Not a simple question, as the debate covered state funding formulas and budget, the projects themselves, and tax rates for Virginia.
“One of the first questions you have to ask is, ‘What about all the taxes that we are already paying? Why can’t they use some of that for core government [like transportation]?” asked Peter Ferrara, a columnist and leader of the anti-tax Virginia Club for Growth group. Rather than increase spending so fast, the state should slow it down and spend the savings on transportation, he said. The state budget this year is up 7 percent for the “highest spending in the history of Virginia going back to the founding of the House of Burgesses Oh, you have to think about that when they say ‘We don’t have any money.'”
Woodbridge Delegate John A. “Jack” Rollison III, R-52nd District, who sponsored the referendum legislation, said this is one of the unworkable alternatives opponents are offering.
The state’s spending increases have not gone to waste, he said.
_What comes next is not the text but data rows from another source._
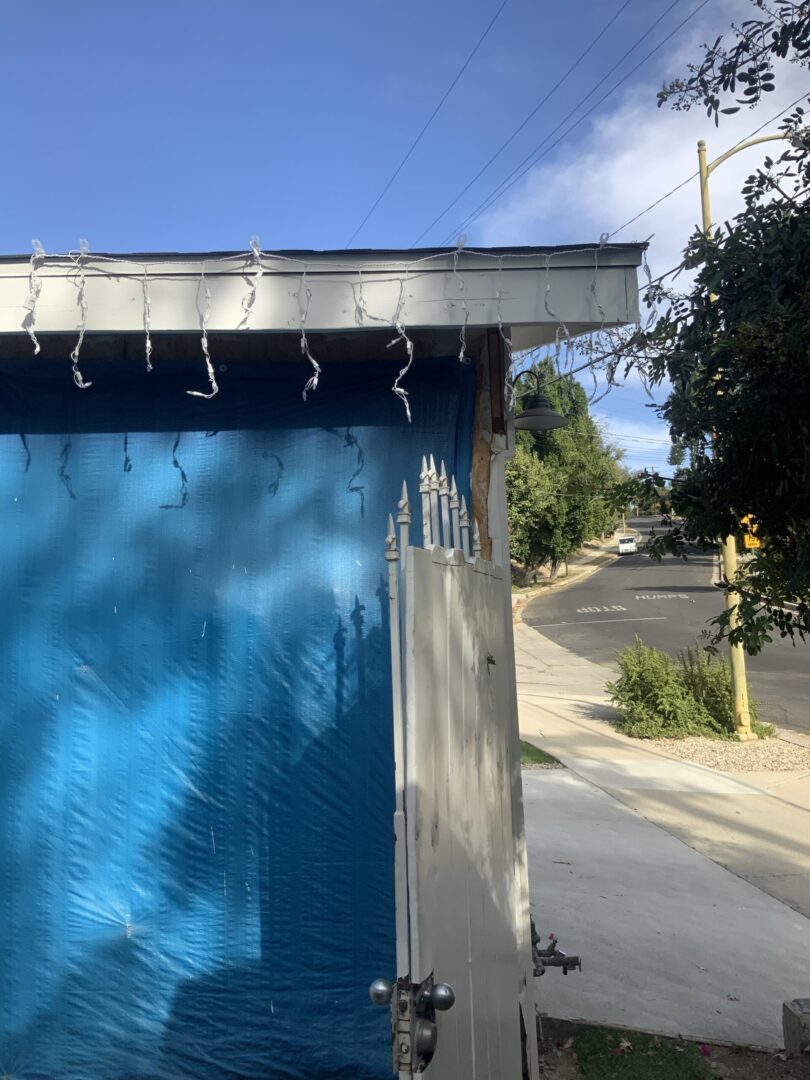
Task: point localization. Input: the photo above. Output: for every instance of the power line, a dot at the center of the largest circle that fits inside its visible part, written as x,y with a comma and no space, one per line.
520,171
696,174
636,439
520,127
430,120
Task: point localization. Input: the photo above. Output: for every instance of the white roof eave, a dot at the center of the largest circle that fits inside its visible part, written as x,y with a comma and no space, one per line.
531,291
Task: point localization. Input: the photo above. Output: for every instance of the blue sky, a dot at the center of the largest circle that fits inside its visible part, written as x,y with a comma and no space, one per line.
192,125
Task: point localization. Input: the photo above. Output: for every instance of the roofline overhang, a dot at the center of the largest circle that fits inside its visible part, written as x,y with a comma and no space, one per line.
532,291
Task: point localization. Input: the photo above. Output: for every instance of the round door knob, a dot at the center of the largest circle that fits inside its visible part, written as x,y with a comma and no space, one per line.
443,997
380,991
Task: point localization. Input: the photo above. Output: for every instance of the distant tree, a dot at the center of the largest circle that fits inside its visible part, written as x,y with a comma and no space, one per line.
734,349
558,481
677,453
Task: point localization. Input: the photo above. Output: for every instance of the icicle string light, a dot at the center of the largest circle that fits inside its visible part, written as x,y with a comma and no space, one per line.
250,298
204,312
147,321
305,295
35,287
256,264
562,328
509,385
594,283
82,301
463,359
402,336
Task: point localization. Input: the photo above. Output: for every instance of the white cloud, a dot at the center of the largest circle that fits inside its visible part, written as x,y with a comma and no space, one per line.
623,160
620,162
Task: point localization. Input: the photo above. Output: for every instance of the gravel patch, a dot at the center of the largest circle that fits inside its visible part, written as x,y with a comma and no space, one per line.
765,755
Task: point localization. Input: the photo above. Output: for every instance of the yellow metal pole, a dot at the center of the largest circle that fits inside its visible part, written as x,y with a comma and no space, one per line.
728,544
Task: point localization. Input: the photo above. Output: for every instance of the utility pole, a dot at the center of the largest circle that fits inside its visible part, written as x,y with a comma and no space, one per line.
728,544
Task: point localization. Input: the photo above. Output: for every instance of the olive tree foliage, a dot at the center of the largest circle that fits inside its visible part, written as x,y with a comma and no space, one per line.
558,481
734,347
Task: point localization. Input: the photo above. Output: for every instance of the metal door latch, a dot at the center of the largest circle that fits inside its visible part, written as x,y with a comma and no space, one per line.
414,1008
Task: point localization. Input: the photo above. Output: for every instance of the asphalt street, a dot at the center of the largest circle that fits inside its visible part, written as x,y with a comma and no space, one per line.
667,605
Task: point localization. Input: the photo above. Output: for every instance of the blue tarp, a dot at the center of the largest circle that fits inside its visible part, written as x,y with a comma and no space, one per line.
196,746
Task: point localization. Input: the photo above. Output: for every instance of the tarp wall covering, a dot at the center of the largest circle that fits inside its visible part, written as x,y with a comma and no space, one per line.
196,746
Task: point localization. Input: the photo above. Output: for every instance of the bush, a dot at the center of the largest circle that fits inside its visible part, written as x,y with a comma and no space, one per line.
661,698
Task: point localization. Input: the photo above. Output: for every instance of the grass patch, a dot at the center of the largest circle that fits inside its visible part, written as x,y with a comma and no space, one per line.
531,755
605,1054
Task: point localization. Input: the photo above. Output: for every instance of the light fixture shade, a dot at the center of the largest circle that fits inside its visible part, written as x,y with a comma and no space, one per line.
539,415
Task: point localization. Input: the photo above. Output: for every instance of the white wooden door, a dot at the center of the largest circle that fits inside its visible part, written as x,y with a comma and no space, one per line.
456,885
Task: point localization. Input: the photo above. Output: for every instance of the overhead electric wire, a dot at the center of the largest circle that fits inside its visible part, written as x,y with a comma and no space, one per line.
693,176
520,127
528,163
430,120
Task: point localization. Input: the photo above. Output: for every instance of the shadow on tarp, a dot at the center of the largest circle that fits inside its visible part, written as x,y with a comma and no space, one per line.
196,808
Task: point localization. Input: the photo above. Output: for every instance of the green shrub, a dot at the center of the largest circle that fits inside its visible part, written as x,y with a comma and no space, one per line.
660,698
707,679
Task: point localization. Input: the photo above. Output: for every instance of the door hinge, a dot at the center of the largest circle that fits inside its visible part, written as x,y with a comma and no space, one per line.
414,1007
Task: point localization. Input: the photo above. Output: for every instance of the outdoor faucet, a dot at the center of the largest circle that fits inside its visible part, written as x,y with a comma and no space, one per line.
552,956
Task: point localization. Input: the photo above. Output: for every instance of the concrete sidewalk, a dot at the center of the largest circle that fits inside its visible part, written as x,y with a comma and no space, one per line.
686,890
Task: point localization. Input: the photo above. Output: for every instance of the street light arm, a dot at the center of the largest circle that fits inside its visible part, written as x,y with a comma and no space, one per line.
743,146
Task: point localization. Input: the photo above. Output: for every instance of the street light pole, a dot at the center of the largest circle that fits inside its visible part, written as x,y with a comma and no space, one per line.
728,544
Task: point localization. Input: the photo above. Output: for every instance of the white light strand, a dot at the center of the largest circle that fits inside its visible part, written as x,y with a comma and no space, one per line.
594,288
35,287
562,328
305,295
402,336
204,313
250,298
82,301
509,387
147,320
463,359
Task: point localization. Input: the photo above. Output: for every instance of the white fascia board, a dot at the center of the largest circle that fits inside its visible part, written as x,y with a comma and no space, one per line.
530,289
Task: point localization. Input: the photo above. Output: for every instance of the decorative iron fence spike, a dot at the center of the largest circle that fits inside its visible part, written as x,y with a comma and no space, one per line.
464,525
424,493
456,539
433,478
403,517
391,552
444,496
476,539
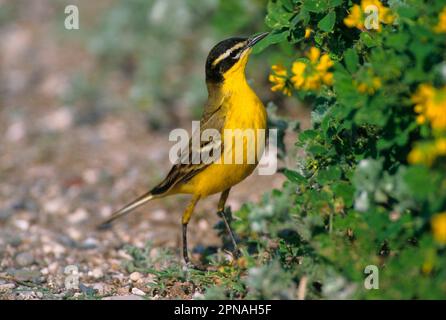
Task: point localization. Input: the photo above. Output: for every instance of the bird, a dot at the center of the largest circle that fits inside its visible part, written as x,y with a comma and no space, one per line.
231,105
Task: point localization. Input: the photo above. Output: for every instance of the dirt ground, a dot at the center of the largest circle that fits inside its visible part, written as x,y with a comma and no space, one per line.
60,175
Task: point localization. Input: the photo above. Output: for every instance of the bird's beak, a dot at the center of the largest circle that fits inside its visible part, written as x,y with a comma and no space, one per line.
254,39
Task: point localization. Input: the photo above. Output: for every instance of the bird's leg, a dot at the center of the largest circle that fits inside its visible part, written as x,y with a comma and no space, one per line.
185,220
221,214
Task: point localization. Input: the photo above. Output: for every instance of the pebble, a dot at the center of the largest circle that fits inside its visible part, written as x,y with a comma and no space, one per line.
6,287
138,292
126,297
24,259
89,243
27,275
102,288
97,273
21,224
135,276
78,216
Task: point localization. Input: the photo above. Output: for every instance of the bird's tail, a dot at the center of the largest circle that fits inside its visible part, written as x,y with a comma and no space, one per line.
127,209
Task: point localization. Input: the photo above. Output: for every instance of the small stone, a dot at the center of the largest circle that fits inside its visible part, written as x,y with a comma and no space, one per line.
123,291
89,243
27,275
21,224
5,214
135,276
97,273
100,288
138,292
24,259
6,287
78,216
126,297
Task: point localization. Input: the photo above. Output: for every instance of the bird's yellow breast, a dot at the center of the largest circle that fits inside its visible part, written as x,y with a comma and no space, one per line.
244,110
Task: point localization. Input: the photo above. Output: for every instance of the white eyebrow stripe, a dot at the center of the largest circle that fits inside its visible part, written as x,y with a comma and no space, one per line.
228,52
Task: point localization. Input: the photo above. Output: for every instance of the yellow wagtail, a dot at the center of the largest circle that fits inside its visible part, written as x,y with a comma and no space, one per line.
231,104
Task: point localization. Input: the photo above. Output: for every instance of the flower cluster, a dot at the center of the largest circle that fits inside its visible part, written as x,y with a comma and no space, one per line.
441,26
279,78
310,75
361,16
370,86
307,74
430,105
427,152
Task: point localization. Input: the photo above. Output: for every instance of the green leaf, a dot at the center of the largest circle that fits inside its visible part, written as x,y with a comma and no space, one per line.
316,5
294,176
332,173
368,40
273,38
327,22
351,60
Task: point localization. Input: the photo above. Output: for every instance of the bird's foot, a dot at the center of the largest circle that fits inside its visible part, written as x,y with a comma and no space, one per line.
189,265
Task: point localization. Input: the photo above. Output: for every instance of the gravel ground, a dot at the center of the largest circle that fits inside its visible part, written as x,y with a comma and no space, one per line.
62,173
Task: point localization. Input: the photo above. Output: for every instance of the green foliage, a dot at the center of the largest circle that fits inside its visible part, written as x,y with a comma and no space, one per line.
354,200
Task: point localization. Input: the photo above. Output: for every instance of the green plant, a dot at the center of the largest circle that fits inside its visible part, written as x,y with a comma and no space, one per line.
372,186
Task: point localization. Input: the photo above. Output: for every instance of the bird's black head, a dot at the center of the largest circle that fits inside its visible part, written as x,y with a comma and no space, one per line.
226,54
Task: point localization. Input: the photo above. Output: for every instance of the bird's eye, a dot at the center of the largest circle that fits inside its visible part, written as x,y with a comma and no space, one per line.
235,54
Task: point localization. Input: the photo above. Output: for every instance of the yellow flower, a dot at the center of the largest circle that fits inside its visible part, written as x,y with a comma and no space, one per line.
311,75
279,79
440,146
438,223
355,18
314,54
308,32
441,26
426,153
369,87
298,69
358,15
325,63
430,105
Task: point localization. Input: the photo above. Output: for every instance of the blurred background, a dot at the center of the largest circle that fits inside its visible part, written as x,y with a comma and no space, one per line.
84,122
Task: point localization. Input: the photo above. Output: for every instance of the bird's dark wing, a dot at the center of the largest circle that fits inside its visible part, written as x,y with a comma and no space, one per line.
185,169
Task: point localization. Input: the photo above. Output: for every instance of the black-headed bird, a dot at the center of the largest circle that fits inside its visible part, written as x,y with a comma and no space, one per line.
231,105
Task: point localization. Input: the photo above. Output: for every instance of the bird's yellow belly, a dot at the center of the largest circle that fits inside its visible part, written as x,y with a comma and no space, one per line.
225,173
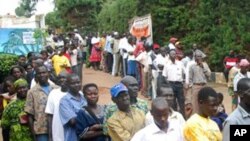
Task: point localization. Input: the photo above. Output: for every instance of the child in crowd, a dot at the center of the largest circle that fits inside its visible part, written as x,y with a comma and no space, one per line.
221,115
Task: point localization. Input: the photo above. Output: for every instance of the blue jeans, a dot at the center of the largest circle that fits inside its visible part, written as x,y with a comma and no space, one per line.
42,137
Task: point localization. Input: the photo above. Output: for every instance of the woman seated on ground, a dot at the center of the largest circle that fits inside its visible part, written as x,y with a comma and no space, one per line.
90,118
14,117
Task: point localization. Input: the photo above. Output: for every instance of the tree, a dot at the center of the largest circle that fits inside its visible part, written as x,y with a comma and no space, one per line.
26,8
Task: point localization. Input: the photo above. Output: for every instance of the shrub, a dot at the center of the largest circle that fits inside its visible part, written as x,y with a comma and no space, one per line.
7,60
Some of it was the $2.5 billion for car tax relief and the state’s rainy day fund now being used in the recession.
“So far in the debate no one has said what programs they are going to cut,” he said. “Our plan is here I would challenge our opponents to come forward with their secret plan so we will know what it is we need to know on the fifth of November.”
“There is no secret plan by anybody,” said Dale City Delegate L. Scott Lingamfelter, R-31st District, a leading anti-tax advocate. The money can be found in the state budget, he said, since the referendum’s proceeds amount to four tenths of one percent of the Virginia budget. If the state controlled its spending growth to population plus inflation, Virginians would have a $1,700 tax cut, he said.
Whether the tax would be a burden was argued.
Rick Coplen, a columnist from Dale City who favors the tax proposal, rather than getting into the debate of computing tax cost per family, said “that doesn’t matter. None of us is average.” Instead he said for a $10 book, the cost is a nickel, and for a pair of $100 shoes 50 cents.
Ferrara said the tax increase should be seen as an 11 percent increase, since that is the rate of increase from 4 1/2 to 5 percent. It is an increase that will not terminate after 20 years but will be permanent, he said. “Once you approve that you’ll never get it back,” he said.
Gov. Mark R. Warner has said it would go for 25 to 30 years to pay off the bonds, but opponents have pointed out the law states it can go until the region’s transportation plan is complete.
Rollison said the state law will not allow any of the funds to be diverted out of the region and will not take away from current funding streams, “a fact that state law leaves no doubt, Mr. Ferrara,” he said.
But Lingamfelter said the debate over funding formulas never got going in Richmond this year, and that is the debate that should be going on. “So where are the votes? We got enough to ask you to raise your taxes, we should be able to get enough for the funding formula,” he said.
Rollison said even if all of the state’s highway and primary road dollars were sent to Northern Virginia, that would not be as much money as the referendum. Lingamfelter is a good politician, but a 100 percent funding formula is out of his reach, Rollison said.
Most of the 40 people in attendance at the forum raised their hands when asked if they had already made up their minds on the referendum. To those who did not: “I would like to direct my comments to you three people,” Lingamfelter said.